4. Voice in the Operating Room
Voice enablement is impacting more than just senior living -- think about the healthcare professionals serving seniors and beyond. Using hands-free voice agents, doctors can listen to music while operating or employ voice-to-text to record and transcribe the events and conversations taking place in an operating room. With music proven to stimulate areas of the brain involved with emotion, memory and even physical movement, voice in the operating room could benefit more than just the doctors.

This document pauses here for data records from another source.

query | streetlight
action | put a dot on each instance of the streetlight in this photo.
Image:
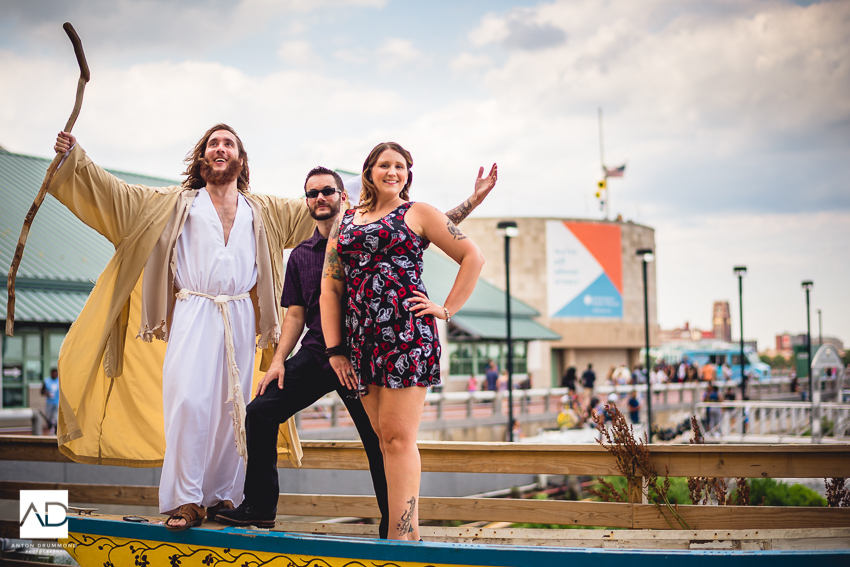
(647, 256)
(508, 230)
(741, 271)
(807, 285)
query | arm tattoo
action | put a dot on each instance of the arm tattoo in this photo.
(404, 526)
(455, 231)
(459, 213)
(333, 265)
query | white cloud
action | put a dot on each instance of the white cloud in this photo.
(396, 52)
(299, 53)
(351, 57)
(469, 63)
(696, 256)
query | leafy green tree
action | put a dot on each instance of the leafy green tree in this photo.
(770, 492)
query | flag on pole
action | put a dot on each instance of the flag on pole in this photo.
(615, 171)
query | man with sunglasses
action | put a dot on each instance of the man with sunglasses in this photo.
(292, 384)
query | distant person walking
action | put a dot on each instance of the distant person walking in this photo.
(588, 379)
(50, 390)
(634, 407)
(492, 375)
(568, 381)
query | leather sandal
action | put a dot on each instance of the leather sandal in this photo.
(192, 514)
(213, 511)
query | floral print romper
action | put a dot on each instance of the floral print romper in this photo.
(390, 346)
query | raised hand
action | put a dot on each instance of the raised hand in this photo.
(64, 142)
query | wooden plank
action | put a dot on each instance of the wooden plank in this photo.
(775, 461)
(87, 493)
(743, 517)
(30, 448)
(638, 516)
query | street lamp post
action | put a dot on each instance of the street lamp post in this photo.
(508, 230)
(807, 285)
(741, 271)
(646, 256)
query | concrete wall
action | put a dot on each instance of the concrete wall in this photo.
(602, 342)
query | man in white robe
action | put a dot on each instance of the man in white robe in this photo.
(209, 360)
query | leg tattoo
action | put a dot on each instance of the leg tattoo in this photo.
(404, 526)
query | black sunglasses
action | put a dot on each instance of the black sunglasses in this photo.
(327, 192)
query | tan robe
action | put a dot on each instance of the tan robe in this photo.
(110, 407)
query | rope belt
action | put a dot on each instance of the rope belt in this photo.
(235, 388)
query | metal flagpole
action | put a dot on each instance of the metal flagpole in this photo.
(602, 162)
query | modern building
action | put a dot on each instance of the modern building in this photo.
(721, 321)
(63, 258)
(584, 280)
(61, 262)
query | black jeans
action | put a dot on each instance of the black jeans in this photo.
(305, 380)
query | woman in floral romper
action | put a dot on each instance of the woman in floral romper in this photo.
(391, 352)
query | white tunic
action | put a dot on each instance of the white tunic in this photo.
(201, 464)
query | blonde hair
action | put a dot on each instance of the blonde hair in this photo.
(369, 193)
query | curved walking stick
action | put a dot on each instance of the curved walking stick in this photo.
(51, 171)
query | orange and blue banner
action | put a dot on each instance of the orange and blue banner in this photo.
(584, 269)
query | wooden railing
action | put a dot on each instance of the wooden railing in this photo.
(729, 461)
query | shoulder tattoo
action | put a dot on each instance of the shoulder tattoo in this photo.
(454, 230)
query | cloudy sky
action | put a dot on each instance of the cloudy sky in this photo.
(733, 116)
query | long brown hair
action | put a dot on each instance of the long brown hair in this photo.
(369, 193)
(195, 159)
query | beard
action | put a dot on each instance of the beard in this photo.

Voice control is critical in this situation as it can be faster than a touch interface. Surgeons and staff usually have their hands full, so it reduces touches on surfaces, therefore eliminating the risk of virus and bacteria transmissions. The operating theatre or operating room is usually a very noisy environment filled with machines beeping, HVAC or respirators, or other air pumping mechanisms. Noise reduction algorithms are therefore very important to remove all unnecessary signals and focus on the actual operator voice. There are also many people in these rooms. Focusing on the right person giving the voice commands is key. Beamforming or source separation technologies can be used to target the actual user who needs speech commands executed. Medical transcription over voice will also significantly improve paperwork treatment.
Ultimately, as the applications of voice technology continue to expand to the healthcare space, people will continue to see more opportunities to connect with others, provide accessible and consistent care and improve the healthcare community with sound.
Bruce Ryan is the director of Engineering at Harman Embedded Audio.